Senior Sarah Rabice, a biochemistry major, is one of the student researchers on Smith’s team. Rabice is responsible for studying the glue’s proteins in their native form and has worked in the lab for 1 1/2 years. She said her work in Smith’s lab has prepared her for her journey through medical school.

“Confidence and knowledge as a scientist has been a big part of it,” she said. “It’s a learning experience to go from being so dependent on the professor to being able to create your own experimental procedures and know what the logical next step to take is in the scientific method.”

Senior Arit Ntekim is a biology major who also works in Smith’s lab, where she began working on histology, but went on to test how each component of the glue affects its function. Ntekim said her work in Smith’s lab gave her a sense of independence.

“He allows you to try every different venue, and you come up with your own ideas,” she said. “He allows you to think. He allowed us to really take on the research as our own.”

Professors in the biology department usually have about three student researchers on their teams. Other topics of research in the department include “Mechanisms and pathways of cholesterol transport inside cells” and a South Hill animal census.

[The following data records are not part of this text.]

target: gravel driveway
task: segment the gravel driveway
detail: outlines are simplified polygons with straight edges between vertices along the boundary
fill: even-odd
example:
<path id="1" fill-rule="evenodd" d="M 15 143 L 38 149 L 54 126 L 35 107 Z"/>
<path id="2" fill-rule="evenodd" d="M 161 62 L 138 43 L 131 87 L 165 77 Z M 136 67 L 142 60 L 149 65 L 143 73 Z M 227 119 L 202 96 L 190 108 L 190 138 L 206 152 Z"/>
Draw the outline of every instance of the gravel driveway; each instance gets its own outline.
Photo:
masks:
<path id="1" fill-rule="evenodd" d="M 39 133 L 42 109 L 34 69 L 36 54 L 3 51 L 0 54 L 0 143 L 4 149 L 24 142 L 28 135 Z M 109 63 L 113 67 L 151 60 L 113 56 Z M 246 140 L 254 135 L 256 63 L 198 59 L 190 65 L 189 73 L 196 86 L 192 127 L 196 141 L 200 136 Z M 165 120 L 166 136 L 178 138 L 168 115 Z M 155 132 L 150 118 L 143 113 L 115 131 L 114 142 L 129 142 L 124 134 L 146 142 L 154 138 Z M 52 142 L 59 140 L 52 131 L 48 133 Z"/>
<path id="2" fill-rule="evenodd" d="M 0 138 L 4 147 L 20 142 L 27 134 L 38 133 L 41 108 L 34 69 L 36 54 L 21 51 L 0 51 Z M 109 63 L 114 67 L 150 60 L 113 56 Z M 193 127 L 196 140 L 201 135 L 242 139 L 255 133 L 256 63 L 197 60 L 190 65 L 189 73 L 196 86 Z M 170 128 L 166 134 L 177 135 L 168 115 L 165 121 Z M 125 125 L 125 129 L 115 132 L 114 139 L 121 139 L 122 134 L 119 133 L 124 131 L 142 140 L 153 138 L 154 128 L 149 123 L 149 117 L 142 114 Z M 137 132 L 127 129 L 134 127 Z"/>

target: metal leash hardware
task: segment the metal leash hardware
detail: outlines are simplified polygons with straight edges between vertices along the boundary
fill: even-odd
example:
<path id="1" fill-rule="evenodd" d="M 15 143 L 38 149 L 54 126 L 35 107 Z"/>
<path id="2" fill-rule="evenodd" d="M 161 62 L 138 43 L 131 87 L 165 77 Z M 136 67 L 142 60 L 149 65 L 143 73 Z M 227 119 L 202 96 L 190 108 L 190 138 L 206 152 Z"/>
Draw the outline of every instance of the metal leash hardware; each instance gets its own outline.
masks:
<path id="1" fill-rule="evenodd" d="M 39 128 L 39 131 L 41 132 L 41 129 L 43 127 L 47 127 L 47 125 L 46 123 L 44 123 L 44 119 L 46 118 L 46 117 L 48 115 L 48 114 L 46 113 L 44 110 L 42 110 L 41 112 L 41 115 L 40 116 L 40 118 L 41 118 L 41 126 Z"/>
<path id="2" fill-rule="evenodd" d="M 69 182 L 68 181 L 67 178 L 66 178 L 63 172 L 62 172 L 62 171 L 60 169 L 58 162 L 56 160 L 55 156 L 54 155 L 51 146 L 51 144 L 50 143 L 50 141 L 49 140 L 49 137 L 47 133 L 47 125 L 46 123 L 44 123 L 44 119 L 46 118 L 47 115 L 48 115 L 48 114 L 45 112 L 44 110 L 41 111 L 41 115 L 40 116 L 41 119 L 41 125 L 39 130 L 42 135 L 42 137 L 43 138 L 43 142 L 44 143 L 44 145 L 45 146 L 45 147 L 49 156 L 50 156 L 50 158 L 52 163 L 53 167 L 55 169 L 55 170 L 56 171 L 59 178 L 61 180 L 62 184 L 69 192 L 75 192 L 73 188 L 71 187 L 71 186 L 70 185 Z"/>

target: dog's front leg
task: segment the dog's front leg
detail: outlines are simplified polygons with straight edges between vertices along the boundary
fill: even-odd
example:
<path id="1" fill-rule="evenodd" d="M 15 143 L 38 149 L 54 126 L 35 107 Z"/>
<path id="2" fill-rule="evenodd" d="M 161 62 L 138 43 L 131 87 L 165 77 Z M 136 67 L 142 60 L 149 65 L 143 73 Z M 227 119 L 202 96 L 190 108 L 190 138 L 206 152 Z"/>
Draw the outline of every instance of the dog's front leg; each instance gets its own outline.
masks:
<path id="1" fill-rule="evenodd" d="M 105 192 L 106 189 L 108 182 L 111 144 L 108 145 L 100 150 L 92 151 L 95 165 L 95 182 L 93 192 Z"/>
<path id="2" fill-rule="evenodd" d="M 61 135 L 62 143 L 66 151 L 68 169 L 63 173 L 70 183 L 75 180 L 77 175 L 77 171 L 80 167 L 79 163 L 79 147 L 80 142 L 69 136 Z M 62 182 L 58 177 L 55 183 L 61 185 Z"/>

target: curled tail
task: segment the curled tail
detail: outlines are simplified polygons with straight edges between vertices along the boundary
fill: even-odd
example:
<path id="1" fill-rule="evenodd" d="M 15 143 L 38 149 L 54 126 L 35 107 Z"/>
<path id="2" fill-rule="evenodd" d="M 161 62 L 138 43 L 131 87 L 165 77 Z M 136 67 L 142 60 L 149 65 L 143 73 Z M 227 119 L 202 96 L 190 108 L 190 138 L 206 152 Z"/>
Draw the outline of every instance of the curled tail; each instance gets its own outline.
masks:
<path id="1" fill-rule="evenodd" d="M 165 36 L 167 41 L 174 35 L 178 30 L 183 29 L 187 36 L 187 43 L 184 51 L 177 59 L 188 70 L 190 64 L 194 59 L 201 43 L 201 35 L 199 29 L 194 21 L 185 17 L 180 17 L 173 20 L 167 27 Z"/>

Smith said student researchers are given other opportunities in addition to hands-on work in the labs.

“Many science professors at IC take interested students to professional conferences where the students can present their work to the scientific community,” Smith said. “Many students also co-author papers with faculty members. In fact, over the past five years, 20 percent of our graduates have co-authored papers in international science journals — often highly prestigious journals.”

Smith said he is the only scientist in the world who is publishing research on the structure and function of slug and snail adhesives. He said if the research team successfully synthesizes the glue, the product would have to pass tests and trials before it enters the market.

“That’s the dream,” he said. “[But] I don’t know how close we are to the dream.”